En consecuencia, Industroyer se transformó en el primer malware conocido desarrollado específicamente para atacar a una red eléctrica, que es considerado una Infraestructura Crítica de un Estado-Nación. Para afectar a esta, Industroyer se extendió por la red de la subestación buscando dispositivos de control industrial específicos con protocolos de comunicación a través de los cuales poder acceder a ellos. Posteriormente, abrió todos los disyuntores electrónicos a la vez, mientras desafiaba cualquier intento de los operadores de la subestación por recuperar el control y si un operador intentaba cerrar un interruptor, el malware lo volvía a abrir. Y de esta forma dejó en desabasto a varios vecindarios de Kiev.

El segundo ciberataque a la red eléctrica se dio con Industroyer V2, el cual se ejecutó el 24 de febrero de 2022, en vísperas de la actual invasión a Ucrania a Rusia. En esta ocasión, el ataque se realizó a la par que se dispersó entre los equipos de usuarios, actores privados y gubernamentales el virus CaddyWiper, el cual igualmente fue descubierto por la empresa ESET y cuya finalidad fue destruir los datos de los usuarios y de las unidades conectadas, se detectó en varias docenas de sistemas en un número limitado de organizaciones. De esta forma, se identificó que el 14 de marzo, CaddyWiper fue instalado en un banco ucraniano del sector privado. Y posteriormente, salgo en contra múltiples entidades gubernamentales ucranianas.

Figura 2. Diagrama de ejecución de Industroyer2 y CaddyWiper en el marco del conflicto entre Ucrania y Rusia.

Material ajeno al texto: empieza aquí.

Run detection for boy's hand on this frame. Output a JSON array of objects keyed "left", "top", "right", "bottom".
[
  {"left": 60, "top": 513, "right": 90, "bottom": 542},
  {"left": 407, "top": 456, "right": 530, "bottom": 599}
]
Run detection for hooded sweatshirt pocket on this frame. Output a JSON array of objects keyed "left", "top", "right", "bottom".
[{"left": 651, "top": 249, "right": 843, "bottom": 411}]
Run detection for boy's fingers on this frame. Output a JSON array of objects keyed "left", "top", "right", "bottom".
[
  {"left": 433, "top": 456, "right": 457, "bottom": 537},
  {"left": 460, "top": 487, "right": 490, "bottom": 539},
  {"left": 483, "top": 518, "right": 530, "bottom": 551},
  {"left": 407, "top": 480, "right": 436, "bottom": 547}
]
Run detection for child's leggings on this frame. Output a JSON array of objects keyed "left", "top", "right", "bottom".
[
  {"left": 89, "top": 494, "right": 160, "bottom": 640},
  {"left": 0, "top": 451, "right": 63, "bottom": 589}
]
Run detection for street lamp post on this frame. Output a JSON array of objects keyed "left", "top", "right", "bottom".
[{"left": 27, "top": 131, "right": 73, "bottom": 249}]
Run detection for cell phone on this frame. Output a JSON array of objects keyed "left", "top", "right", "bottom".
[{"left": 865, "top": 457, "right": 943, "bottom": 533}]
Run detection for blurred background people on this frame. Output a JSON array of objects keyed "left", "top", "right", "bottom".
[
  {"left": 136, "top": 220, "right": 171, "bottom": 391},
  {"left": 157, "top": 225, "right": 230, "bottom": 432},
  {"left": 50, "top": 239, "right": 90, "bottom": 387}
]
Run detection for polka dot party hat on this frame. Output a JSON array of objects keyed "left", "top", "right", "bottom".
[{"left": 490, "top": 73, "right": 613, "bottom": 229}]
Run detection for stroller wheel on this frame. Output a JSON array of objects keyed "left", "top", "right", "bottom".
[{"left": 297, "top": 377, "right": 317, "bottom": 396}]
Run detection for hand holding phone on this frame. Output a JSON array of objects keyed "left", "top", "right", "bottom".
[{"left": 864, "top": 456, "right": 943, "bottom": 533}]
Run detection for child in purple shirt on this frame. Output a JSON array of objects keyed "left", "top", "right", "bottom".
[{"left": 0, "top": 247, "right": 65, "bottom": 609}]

Fuente: ESET Research 2022.

Mientras CaddyWiper imposibilitaba a los usuarios utilizar sus dispositivos, se cree que Sandworm creó un paquete él para ejecutar una tarea programada para iniciar IndustroyerV2, en caso de que este alcanzará un equipo vinculado a una red eléctrica ucraniana, en el marco del conflicto con Rusia. Finalmente, se identificó que el 8 de abril de 2022, Industroyer2 se ejecutó de forma exitosa para cortar el suministro eléctrico en una región de Ucrania. Sin embargo, esa misma jornada CaddyWiper, instalado en el equipo informático al que llegó, borró los rastros de Industroyer2 para realizar un análisis forense a profundidad sobre sus efectos.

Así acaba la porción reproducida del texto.